- Infielder / Manager
- Born: 8 December 1969 (age 56) San Diego, California, U. S.
- Bats: LeftThrows: Right

Medals
Men's baseball
Representing Greece
European Baseball Championship
| Silver medal – second place | 2003 Netherlands | National team |

= Chris Demetral (baseball) =

Greek-American baseball player and manager (born 1969)

James Chris Demetral (born 8 December 1969) is a Greek-American baseball manager and former professional player. He played in the 2004 Summer Olympics for the host Greece national team. He is currently the manager of the Greek team.

Demetral attended Sterling Heights High School in Sterling Heights, Michigan and Western Michigan University. He was an all Mid-American Conference second baseman in 1991. He was the 31st round pick of the 1991 MLB draft by the Los Angeles Dodgers. He was a Florida State League All-Star in 1993. He played in Triple-A in seven seasons, from 1995 to 2001, never reaching the major leagues. He left the Dodgers for the Texas Rangers organization in 1998 and spent spring training in 2001 with the Detroit Tigers.

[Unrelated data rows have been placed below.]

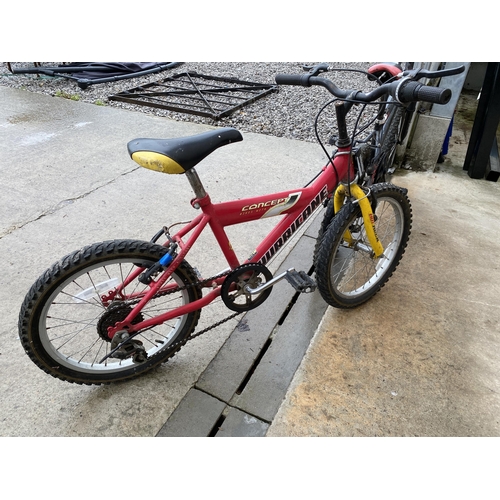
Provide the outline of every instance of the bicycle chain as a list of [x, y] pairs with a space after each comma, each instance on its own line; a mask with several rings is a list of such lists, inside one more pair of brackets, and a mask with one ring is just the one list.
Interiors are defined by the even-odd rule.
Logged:
[[[193, 288], [195, 286], [204, 286], [204, 285], [208, 285], [212, 282], [214, 282], [215, 280], [219, 279], [219, 278], [222, 278], [224, 276], [227, 276], [229, 273], [231, 273], [232, 271], [229, 270], [229, 271], [225, 271], [223, 273], [220, 273], [220, 274], [217, 274], [215, 276], [212, 276], [210, 278], [206, 278], [204, 280], [201, 280], [201, 281], [195, 281], [193, 283], [188, 283], [187, 285], [184, 285], [184, 286], [179, 286], [178, 288], [175, 288], [174, 290], [170, 290], [170, 291], [165, 291], [165, 292], [159, 292], [157, 293], [156, 295], [154, 295], [153, 298], [156, 298], [156, 297], [163, 297], [165, 295], [169, 295], [171, 293], [175, 293], [175, 292], [179, 292], [179, 291], [182, 291], [182, 290], [187, 290], [189, 288]], [[136, 300], [133, 300], [133, 301], [126, 301], [127, 304], [137, 304], [140, 302], [140, 299], [136, 299]], [[189, 337], [186, 337], [185, 339], [183, 340], [180, 340], [178, 342], [176, 342], [175, 344], [172, 344], [170, 346], [170, 350], [173, 351], [173, 354], [178, 351], [177, 347], [181, 348], [183, 347], [184, 345], [186, 345], [190, 340], [193, 340], [194, 338], [196, 337], [199, 337], [200, 335], [203, 335], [204, 333], [207, 333], [209, 332], [210, 330], [213, 330], [214, 328], [217, 328], [218, 326], [222, 325], [223, 323], [226, 323], [227, 321], [235, 318], [236, 316], [239, 316], [240, 314], [242, 314], [242, 312], [236, 312], [234, 314], [231, 314], [230, 316], [220, 320], [220, 321], [217, 321], [216, 323], [208, 326], [207, 328], [204, 328], [203, 330], [199, 331], [199, 332], [196, 332], [196, 333], [193, 333], [191, 335], [189, 335]], [[136, 332], [135, 334], [131, 335], [129, 339], [127, 340], [131, 340], [133, 339], [136, 335], [138, 335], [139, 333], [143, 332], [144, 330], [141, 330], [139, 332]]]

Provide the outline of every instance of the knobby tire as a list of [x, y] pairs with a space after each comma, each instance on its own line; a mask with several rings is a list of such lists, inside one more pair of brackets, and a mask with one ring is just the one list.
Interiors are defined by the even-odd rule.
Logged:
[[[21, 343], [31, 360], [53, 377], [77, 384], [128, 380], [168, 360], [195, 329], [199, 310], [141, 332], [136, 339], [148, 353], [146, 361], [108, 358], [101, 362], [111, 350], [107, 327], [123, 321], [138, 302], [135, 295], [135, 300], [114, 300], [105, 307], [101, 294], [116, 287], [137, 266], [145, 268], [166, 252], [153, 243], [113, 240], [89, 245], [52, 265], [29, 290], [19, 316]], [[182, 262], [167, 282], [182, 288], [153, 297], [139, 320], [201, 298], [196, 282], [192, 267]], [[106, 288], [104, 292], [100, 285]], [[147, 289], [136, 279], [125, 293]]]
[[[315, 259], [318, 290], [337, 308], [356, 307], [373, 297], [393, 274], [408, 243], [412, 211], [406, 190], [388, 183], [371, 189], [383, 255], [373, 258], [361, 209], [352, 201], [337, 212], [319, 242]], [[345, 239], [348, 230], [354, 243]]]

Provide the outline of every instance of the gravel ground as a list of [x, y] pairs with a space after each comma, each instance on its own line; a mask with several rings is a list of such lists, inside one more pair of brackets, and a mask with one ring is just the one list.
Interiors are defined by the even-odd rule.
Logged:
[[[10, 63], [13, 68], [33, 67], [33, 63]], [[42, 66], [55, 66], [61, 63], [41, 63]], [[133, 109], [143, 113], [165, 116], [178, 121], [205, 123], [216, 126], [232, 126], [242, 132], [285, 137], [289, 139], [316, 142], [314, 119], [321, 107], [331, 99], [326, 89], [319, 87], [289, 87], [280, 86], [278, 92], [273, 92], [252, 104], [246, 105], [230, 116], [220, 120], [201, 117], [193, 114], [136, 106], [128, 103], [109, 100], [109, 96], [125, 90], [136, 88], [150, 82], [158, 82], [166, 77], [184, 72], [197, 72], [203, 75], [239, 79], [250, 82], [275, 84], [274, 77], [278, 73], [302, 73], [303, 64], [298, 62], [276, 63], [183, 63], [161, 73], [141, 78], [133, 78], [111, 83], [91, 85], [82, 90], [77, 83], [66, 78], [48, 77], [31, 74], [12, 74], [6, 63], [0, 63], [0, 85], [39, 92], [59, 98], [71, 98], [81, 102], [106, 105], [117, 108]], [[336, 68], [366, 70], [371, 63], [329, 63]], [[327, 74], [339, 87], [369, 90], [374, 84], [369, 82], [364, 74], [354, 72], [332, 72]], [[373, 107], [368, 107], [372, 110]], [[356, 113], [350, 115], [352, 127]], [[322, 114], [319, 122], [321, 139], [328, 140], [334, 133], [333, 108], [328, 108]]]

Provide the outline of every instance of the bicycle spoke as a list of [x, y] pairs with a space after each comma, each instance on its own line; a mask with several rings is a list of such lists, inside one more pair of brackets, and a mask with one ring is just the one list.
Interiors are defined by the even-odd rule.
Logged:
[[[72, 339], [74, 339], [77, 335], [79, 335], [83, 331], [87, 330], [88, 328], [94, 327], [95, 326], [95, 322], [97, 321], [98, 318], [99, 318], [99, 316], [96, 316], [94, 319], [90, 320], [83, 328], [80, 328], [80, 330], [76, 330], [74, 332], [68, 332], [68, 333], [65, 333], [63, 335], [56, 335], [56, 336], [51, 337], [51, 342], [63, 339], [63, 338], [68, 337], [68, 336], [70, 336], [70, 338], [67, 339], [64, 344], [70, 342]], [[80, 322], [77, 322], [77, 324], [78, 323], [80, 323]], [[49, 328], [46, 328], [46, 329], [49, 330], [51, 328], [49, 327]], [[59, 348], [62, 347], [64, 344], [61, 344], [59, 346]]]
[[69, 320], [69, 319], [64, 319], [64, 318], [58, 318], [56, 316], [47, 316], [47, 319], [52, 319], [52, 320], [57, 320], [57, 321], [65, 321], [66, 323], [60, 323], [58, 325], [51, 325], [47, 326], [47, 330], [53, 330], [54, 328], [62, 328], [63, 326], [68, 326], [68, 325], [78, 325], [78, 324], [84, 324], [84, 325], [90, 325], [92, 321], [96, 321], [99, 318], [99, 316], [96, 316], [92, 319], [82, 319], [79, 321], [76, 320]]
[[[80, 288], [82, 288], [82, 287], [80, 286]], [[85, 289], [82, 288], [82, 290], [85, 290]], [[99, 307], [100, 309], [104, 309], [104, 305], [102, 304], [102, 302], [95, 300], [95, 298], [92, 298], [92, 301], [90, 301], [90, 300], [82, 299], [73, 293], [69, 293], [69, 292], [65, 292], [65, 291], [62, 291], [61, 293], [63, 295], [66, 295], [67, 297], [71, 297], [73, 299], [73, 304], [76, 302], [80, 302], [82, 304], [89, 304], [91, 306]], [[67, 302], [53, 302], [53, 304], [68, 304], [68, 303]], [[70, 302], [69, 304], [72, 304], [72, 303]]]
[[[101, 342], [101, 343], [102, 343], [102, 340], [100, 340], [100, 339], [95, 339], [95, 341], [94, 341], [93, 343], [91, 343], [91, 344], [89, 345], [89, 347], [88, 347], [88, 348], [82, 348], [82, 349], [80, 349], [80, 350], [78, 350], [78, 351], [75, 351], [74, 353], [72, 353], [72, 354], [71, 354], [71, 357], [72, 357], [72, 358], [74, 358], [76, 354], [78, 354], [79, 352], [84, 351], [84, 350], [86, 349], [86, 350], [85, 350], [85, 352], [83, 353], [83, 355], [80, 357], [80, 359], [79, 359], [79, 361], [78, 361], [79, 363], [81, 363], [81, 362], [83, 361], [83, 358], [85, 358], [85, 356], [86, 356], [86, 355], [87, 355], [87, 354], [88, 354], [88, 353], [92, 350], [92, 348], [93, 348], [93, 347], [94, 347], [94, 346], [95, 346], [98, 342]], [[95, 360], [95, 358], [94, 358], [94, 360]]]

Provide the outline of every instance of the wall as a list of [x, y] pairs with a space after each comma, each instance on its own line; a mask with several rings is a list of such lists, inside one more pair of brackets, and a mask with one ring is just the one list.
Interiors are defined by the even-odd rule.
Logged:
[[[444, 63], [444, 67], [453, 68], [465, 65], [466, 71], [461, 75], [449, 76], [441, 79], [440, 87], [451, 88], [453, 95], [450, 102], [444, 106], [420, 106], [420, 112], [414, 116], [410, 136], [405, 151], [404, 166], [410, 170], [434, 170], [441, 148], [448, 131], [451, 118], [460, 97], [460, 93], [468, 79], [470, 63]], [[437, 63], [422, 63], [424, 67], [437, 66]], [[470, 78], [470, 85], [477, 85], [480, 80], [481, 68], [474, 68]]]

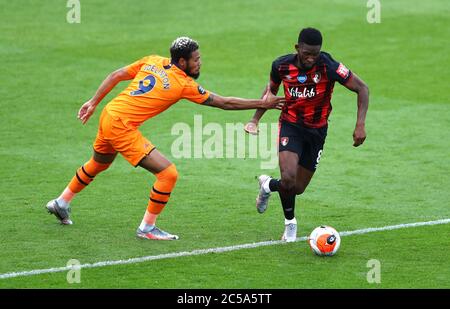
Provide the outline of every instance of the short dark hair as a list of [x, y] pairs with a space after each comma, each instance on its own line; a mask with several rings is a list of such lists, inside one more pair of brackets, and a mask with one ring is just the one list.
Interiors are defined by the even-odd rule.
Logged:
[[322, 34], [315, 28], [303, 28], [298, 35], [298, 43], [322, 45]]
[[187, 36], [176, 38], [172, 42], [172, 46], [170, 46], [170, 57], [172, 58], [172, 62], [178, 63], [180, 58], [189, 60], [192, 52], [196, 51], [198, 48], [198, 43]]

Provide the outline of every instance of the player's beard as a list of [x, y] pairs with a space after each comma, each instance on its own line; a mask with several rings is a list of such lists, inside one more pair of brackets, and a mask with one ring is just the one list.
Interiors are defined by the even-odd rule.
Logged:
[[200, 70], [198, 71], [197, 74], [194, 74], [194, 73], [191, 72], [191, 68], [190, 67], [187, 67], [186, 70], [184, 71], [184, 73], [186, 73], [187, 76], [190, 76], [193, 79], [197, 79], [197, 78], [200, 77]]
[[198, 72], [197, 74], [192, 74], [191, 72], [186, 72], [186, 74], [190, 77], [192, 77], [193, 79], [197, 79], [200, 77], [200, 72]]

Demetral was on Greece's debut national baseball team, at the 2003 European Baseball Championship. He was recruited to the team by Baltimore Orioles owner Peter Angelos. The Greeks finished second, and Demetral was named the second basemen on the all-tournament team. Greece finished seventh in the 2004 Olympics. He became a Greek citizen in 2004, before the Olympics. He recruited players for the 2008 Olympics qualifiers, but the Greek federation stopped funding the team before the tournament. He last played for Greece in the 2014 European Championship. Demetral was named Greece's manager in July 2023.

== Personal life ==
After ending his professional baseball career, Demetral became an investment advisor.

Demetral's uncle is former MLB and Greece national team manager Jim Essian. He has three brothers who also played for Greece. His brother Scott was an assistant coach at Western Michigan and is a scout for Greece. His son played college baseball at Florence–Darlington Technical College and for the Northern Illinois Huskies and later for him with Greece.